Friday, January 6, 2012

Basic sequence manipulation with BioSmalltalk

My first entry is dedicated to some basic Sequence String manipulation, to get some familiarization with basic Smalltalk objects. The important thing is that you don't need to create files to evaluate the following expressions, you just select it and "print it" the result with the contextual menu option or just the keyboard shortcut. Note that as everything is an object, you could select again the answer and "explore it" again and again.

To obtain the aminoacid name you just send #asAminoacidName to a String, for example
'a' asAminoacidName.    " --> 'Alanine' "
'G'asAminoacidName. " --> 'Glycine' "

Many times we copy and paste sequences from several sources which aren't properly formatted , so to remove all spacing characters from a sequence you could use:
AGTTAGCGACA ' asCondensedString.

Both messages are received by a String and answer a String. Now another basic object is Boolean, with its two instances: true and false. For example to determine if a DNA sequence contains ambiguous letters:
'atcggtcggctta' hasAmbiguousDNABases.        " -> false "
'atcggfcggctta' hasAmbiguousDNABases. " -> true "

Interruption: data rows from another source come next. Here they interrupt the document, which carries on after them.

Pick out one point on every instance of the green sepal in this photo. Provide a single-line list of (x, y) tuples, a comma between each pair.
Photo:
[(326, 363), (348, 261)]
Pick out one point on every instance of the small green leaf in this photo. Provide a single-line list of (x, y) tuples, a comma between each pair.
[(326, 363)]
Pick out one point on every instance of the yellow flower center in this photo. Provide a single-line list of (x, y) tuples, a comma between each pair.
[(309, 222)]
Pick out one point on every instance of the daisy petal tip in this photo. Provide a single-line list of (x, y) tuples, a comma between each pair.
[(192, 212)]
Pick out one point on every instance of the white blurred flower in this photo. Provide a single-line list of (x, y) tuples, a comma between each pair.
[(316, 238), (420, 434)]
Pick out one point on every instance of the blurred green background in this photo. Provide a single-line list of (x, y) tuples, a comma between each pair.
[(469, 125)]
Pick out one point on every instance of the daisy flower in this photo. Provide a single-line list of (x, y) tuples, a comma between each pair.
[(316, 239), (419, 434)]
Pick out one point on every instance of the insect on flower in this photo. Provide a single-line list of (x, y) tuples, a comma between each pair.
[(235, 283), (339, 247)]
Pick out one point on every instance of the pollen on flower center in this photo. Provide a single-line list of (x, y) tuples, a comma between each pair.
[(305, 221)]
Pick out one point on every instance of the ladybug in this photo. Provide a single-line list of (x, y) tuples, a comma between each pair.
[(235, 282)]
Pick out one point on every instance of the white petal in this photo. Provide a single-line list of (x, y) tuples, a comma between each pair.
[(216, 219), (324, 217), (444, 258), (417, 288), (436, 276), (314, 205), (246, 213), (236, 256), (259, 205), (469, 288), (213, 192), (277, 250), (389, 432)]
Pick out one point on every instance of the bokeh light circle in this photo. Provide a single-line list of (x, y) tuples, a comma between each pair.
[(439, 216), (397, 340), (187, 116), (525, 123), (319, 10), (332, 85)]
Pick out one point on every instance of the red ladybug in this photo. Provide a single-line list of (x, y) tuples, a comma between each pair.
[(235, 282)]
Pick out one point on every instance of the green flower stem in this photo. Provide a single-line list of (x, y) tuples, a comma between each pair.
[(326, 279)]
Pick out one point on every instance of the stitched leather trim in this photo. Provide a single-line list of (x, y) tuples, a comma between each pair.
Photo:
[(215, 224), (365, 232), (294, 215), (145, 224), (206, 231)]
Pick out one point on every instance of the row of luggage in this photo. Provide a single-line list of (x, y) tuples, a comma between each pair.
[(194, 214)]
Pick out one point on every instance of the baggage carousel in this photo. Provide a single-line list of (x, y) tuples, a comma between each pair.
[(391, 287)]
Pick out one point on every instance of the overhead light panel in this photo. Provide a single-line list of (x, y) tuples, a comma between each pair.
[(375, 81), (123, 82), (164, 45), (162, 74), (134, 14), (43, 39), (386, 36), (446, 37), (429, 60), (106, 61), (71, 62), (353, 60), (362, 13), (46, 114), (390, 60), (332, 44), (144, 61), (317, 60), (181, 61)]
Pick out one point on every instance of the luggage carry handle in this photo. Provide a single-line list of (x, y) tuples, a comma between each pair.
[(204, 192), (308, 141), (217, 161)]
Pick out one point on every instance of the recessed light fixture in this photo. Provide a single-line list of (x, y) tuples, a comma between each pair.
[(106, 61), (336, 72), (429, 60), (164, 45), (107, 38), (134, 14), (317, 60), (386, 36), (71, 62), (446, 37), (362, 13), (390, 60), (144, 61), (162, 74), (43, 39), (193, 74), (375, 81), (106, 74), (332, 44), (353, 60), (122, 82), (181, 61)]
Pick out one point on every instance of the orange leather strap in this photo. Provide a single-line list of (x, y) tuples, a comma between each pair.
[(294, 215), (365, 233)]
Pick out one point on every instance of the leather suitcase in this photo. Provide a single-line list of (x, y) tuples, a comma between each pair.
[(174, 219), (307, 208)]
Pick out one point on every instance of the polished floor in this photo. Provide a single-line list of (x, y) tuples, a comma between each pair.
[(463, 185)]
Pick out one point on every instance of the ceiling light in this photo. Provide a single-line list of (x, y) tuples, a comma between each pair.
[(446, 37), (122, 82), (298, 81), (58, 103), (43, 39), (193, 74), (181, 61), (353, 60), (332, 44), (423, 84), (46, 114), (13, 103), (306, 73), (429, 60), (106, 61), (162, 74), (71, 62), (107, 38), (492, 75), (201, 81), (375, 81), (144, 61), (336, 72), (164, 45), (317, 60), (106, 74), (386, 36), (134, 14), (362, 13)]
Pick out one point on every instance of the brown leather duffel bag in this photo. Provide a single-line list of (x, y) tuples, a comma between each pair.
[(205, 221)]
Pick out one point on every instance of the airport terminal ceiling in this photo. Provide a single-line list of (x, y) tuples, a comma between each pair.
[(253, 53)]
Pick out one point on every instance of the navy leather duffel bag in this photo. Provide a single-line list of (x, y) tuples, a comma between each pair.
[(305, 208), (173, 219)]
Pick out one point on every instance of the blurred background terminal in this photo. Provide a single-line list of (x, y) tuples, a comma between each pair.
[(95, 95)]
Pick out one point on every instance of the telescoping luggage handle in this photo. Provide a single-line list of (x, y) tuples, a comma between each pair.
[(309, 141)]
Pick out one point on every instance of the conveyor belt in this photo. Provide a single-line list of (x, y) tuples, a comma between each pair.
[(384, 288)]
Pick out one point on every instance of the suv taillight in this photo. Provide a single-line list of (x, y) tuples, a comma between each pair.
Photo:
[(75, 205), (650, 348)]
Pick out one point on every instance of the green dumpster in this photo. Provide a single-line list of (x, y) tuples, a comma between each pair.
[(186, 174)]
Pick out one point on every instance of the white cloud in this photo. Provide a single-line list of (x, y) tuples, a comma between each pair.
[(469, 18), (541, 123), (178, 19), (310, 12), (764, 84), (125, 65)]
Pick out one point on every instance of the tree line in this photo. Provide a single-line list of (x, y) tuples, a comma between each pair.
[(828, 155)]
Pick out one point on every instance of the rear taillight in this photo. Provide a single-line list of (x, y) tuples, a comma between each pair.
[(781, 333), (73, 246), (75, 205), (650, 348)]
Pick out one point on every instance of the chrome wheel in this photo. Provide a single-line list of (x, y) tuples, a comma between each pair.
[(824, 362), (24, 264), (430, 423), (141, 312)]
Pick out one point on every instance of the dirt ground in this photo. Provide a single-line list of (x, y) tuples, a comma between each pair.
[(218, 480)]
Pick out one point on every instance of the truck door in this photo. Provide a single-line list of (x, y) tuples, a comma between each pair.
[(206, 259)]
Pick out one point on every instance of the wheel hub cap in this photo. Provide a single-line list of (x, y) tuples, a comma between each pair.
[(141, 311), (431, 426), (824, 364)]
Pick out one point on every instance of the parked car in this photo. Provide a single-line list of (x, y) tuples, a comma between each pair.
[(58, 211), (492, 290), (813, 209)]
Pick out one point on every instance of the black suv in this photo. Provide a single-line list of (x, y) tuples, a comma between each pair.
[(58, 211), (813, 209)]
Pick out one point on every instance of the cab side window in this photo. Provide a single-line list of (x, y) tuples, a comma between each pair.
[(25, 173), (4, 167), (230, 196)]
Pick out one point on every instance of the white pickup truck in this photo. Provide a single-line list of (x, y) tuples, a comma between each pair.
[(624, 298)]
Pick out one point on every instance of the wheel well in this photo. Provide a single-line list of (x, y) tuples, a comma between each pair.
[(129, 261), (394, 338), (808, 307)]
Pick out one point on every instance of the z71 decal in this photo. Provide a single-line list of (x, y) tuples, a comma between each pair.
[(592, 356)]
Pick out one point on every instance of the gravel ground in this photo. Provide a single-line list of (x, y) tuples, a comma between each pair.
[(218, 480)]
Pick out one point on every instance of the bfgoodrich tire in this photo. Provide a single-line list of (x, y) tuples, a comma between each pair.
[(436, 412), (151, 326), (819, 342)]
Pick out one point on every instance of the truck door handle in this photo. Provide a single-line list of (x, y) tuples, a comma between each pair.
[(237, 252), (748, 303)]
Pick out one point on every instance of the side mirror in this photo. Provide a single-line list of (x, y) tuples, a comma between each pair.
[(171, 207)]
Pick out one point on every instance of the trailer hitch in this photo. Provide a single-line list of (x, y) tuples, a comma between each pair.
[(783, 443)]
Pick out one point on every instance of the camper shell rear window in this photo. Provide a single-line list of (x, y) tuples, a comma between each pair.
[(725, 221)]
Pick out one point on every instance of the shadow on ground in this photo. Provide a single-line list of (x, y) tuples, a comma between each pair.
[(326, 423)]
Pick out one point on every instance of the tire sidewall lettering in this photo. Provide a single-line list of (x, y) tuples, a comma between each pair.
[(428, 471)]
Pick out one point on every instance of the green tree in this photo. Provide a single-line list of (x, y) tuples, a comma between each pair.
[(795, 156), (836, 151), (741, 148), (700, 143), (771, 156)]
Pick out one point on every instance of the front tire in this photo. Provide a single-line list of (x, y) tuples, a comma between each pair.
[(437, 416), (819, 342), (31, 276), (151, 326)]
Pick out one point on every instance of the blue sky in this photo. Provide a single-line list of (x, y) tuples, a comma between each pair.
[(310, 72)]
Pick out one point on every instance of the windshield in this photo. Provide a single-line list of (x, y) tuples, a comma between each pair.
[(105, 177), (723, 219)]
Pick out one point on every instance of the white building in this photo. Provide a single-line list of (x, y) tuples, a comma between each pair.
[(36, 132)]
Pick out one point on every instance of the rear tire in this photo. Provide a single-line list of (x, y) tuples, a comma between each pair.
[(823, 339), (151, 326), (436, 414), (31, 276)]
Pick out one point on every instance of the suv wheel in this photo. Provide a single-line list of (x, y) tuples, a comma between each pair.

An important part of working in Smalltalk is the Collection objects, being Array one of the most used. A case which answer an Array instance would be to get the positions of gaps (i.e. : - characters) in a DNA sequence:
'ATCGAT-CAGTGCA--CAGTCA-TTC' indicesOfAscii: $- asciiValue.     
" --> #(7 15 16 23) "

and of course, you could use the impressive amount of features of the String hierarchy.

"Get the sequence size:"
'AATGATCGATGCTAGTCGACA' size.  " -> 21 (a SmallInteger) "
"Compare two sequences:" 
" -> false (a False) " " Find the position of the first (answer 0 if doesn't) subsequence passed as parameter " 'AATGATCGATGCTAGTCGACATGCTA' findString: 'TGCTA' " -> 10 "

And that's all for now, as I don't like long posts we will stop here and I will check the feedback if any, hopefully I will receive comments about what people would like to use.